Une nouvelle décision de la Cour de cassation apporte une précision importante pour les victimes d’accidents du travail. Dans certaines conditions, un enregistrement réalisé sans le consentement de l’employeur peut être utilisé comme preuve devant les tribunaux.
Que dit la Cour de cassation ?
Le 6 juin 2024, la deuxième chambre civile a confirmé qu’un salarié peut produire un enregistrement clandestin d’une altercation avec son employeur. Cet élément de preuve est recevable s’il est indispensable pour établir le caractère professionnel de l’accident et démontrer une faute inexcusable.
Une décision encadrée par le droit à la vie privée
La décision s’appuie sur une jurisprudence récente : le juge doit équilibrer le droit à la preuve et le respect de la vie privée.
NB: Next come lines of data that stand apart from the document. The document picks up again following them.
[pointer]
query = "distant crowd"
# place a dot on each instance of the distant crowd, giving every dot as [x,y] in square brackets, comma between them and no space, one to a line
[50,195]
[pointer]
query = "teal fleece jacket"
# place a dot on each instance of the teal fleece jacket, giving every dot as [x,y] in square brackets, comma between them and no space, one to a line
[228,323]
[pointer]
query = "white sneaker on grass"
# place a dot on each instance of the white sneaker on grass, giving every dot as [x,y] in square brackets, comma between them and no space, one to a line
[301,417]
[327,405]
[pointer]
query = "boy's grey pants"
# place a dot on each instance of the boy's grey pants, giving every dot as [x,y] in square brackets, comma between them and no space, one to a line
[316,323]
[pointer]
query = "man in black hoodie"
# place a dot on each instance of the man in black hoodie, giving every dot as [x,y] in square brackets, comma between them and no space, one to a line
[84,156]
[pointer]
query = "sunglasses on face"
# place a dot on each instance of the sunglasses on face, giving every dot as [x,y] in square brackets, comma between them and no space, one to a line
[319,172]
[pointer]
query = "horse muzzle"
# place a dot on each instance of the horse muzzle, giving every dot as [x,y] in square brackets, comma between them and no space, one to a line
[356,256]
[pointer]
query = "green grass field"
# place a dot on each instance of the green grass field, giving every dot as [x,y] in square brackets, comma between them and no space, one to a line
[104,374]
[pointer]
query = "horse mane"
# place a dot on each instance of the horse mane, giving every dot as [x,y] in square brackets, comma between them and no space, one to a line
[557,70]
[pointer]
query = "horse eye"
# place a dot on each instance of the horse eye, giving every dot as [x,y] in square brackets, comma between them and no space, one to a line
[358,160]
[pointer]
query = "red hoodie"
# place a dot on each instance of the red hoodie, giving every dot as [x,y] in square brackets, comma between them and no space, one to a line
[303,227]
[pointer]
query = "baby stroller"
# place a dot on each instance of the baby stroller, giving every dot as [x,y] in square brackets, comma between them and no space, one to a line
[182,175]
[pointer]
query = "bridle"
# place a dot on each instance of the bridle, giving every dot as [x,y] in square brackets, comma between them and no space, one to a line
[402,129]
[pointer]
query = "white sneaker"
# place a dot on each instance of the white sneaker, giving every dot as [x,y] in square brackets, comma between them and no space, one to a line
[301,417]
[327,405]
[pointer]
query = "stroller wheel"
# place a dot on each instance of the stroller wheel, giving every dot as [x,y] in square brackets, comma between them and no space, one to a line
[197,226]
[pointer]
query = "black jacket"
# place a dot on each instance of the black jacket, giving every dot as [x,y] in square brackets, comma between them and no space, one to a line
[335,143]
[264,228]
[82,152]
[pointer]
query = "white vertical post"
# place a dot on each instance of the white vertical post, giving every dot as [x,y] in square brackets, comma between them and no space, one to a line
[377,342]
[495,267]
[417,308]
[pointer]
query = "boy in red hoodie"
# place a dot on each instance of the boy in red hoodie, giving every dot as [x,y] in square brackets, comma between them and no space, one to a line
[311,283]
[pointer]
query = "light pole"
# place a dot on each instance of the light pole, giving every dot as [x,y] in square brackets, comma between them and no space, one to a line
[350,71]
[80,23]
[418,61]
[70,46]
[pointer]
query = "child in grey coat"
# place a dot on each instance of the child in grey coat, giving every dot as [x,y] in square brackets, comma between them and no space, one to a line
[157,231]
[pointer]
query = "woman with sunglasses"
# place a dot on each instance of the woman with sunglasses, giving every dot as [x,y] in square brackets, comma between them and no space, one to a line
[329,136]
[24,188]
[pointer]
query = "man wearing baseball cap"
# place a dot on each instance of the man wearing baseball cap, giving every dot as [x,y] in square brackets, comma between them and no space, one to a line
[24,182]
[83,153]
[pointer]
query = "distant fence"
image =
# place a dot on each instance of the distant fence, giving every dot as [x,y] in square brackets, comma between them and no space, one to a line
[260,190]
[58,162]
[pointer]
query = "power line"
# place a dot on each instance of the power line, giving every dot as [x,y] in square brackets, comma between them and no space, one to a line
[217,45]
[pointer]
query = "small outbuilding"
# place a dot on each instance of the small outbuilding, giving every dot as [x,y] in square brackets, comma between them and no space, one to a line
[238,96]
Un enregistrement ne peut être retenu que si son usage est strictement nécessaire et proportionné au but poursuivi.
Un arrêt à nuancer
Chaque cas sera évalué au regard de ses spécificités. Il ne s’agit pas d’un droit automatique : c’est au juge d’apprécier la situation.
Conclusion :
Cet arrêt marque une avancée pour les salariés qui peinent parfois à faire reconnaître un accident du travail. La FNATH NORD reste mobilisée pour vous informer et vous accompagner.